I don't want her to be stuck like the others; it's no way to be or live. How could someone I care for so much be a statistic? How could she feel so weak? Everything seems unbalanced, and if only I could delete the issue at hand. It shakes me mentally, and in a sense I feel lost.

(So basically, at that point I was really shocked and I just didn't even know how to react to it. It was a really unsettling workshop for me, but it's better this way. What if I didn't know about this?)

Following that we had tours of both the FDR home and FDR's library. Even though I'd gone through them already, it was really nice seeing them again. With touring came tons of photos which brought my photo count to a nice 108, and only more are to come.

Before I continue, I just need to express that I'm so happy being surrounded by so many lovely people.

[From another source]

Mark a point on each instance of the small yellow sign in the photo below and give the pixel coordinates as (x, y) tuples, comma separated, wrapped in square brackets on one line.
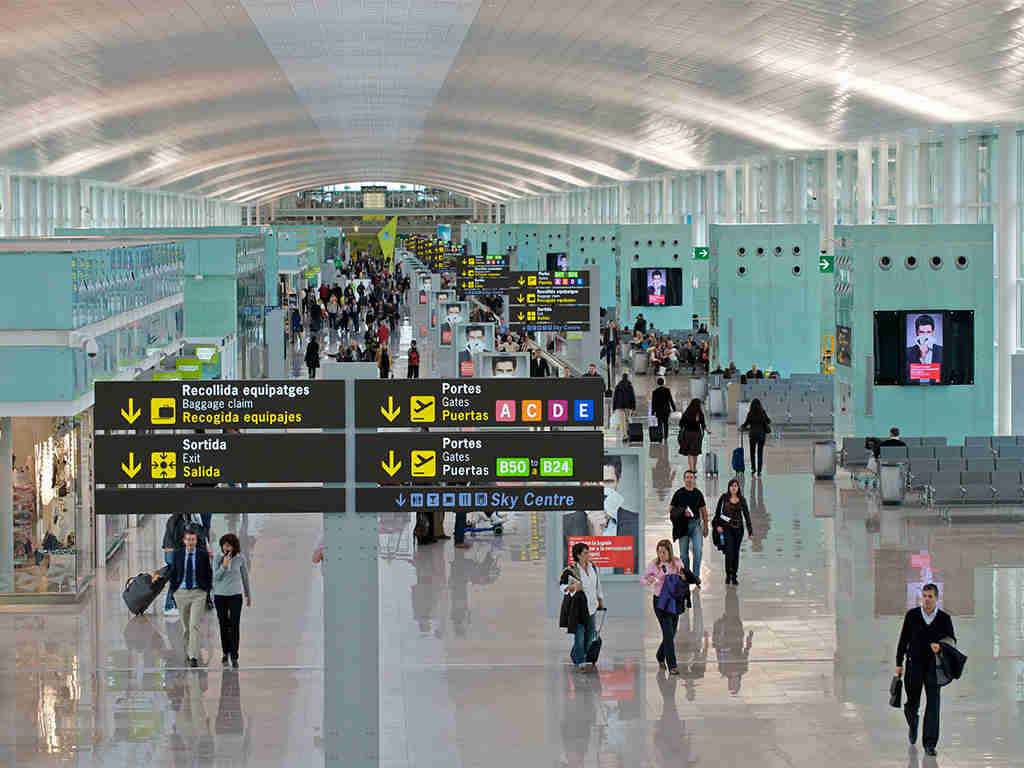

The counselors, the tour guides, the presenters, the campers - all are great. We're becoming closer and closer, and at times I feel like I am beginning to know them better than I know my home friends. I don't think I could say one bad thing about any of them.

Anyways, back to the story. After the tours we had a workshop on both diversity and team building. We played all these games, and they were just so much fun. We played fruit bowl and another game with a path through the forest. It's real name escapes me at the moment. After, Maria and I had to define the term sexism. We decided that as a noun it was a bias or discrimination against the opposite gender.

So after that we did the Hudson Walking Bridge. The view was absolutely breathtaking! And more pictures were produced of course. How couldn't they be? Anyways, the view was gorgeous and I'm really glad we went. It gave us some nice exercise but it also provided us with a little social time as well. Great location, I'd love to return sometime.

Following that was the last workshop of the day. As much as I love Annett, it was a tad bit dry in certain parts, but at the same time it was interesting. It was on oppression, but I never got the true understanding until the very end. This was a new topic for me, but I can't speak for others.

"Cher" time was the best part though. I really liked it because it gave us a chance to really talk, and also it was so interesting. For example, Majd brought us gifts from Jordan. It was very thoughtful and nice of her. It was really cool hearing about her culture and Jordan. Some sang songs or played instruments, which was impressive, but I was pretty proud of myself since I was the first camper to stand up. As I walk up I remember some clapping, but it was really nice just being able to get up there. I think, or better yet hope, they saw it as somewhat brave, considering that my bravery is very limited, but also surprising because I am so soft spoken during the workshops. I got up and presented my viola string and talked about my playing in general. I feel like it was my first well done presentation in a long time. For this entire week I've promised to speak up at least one, so that was my second effort of the day.

New York City Tomorrow! And possibly shopping in time square Wednesday. That's good shopping, right?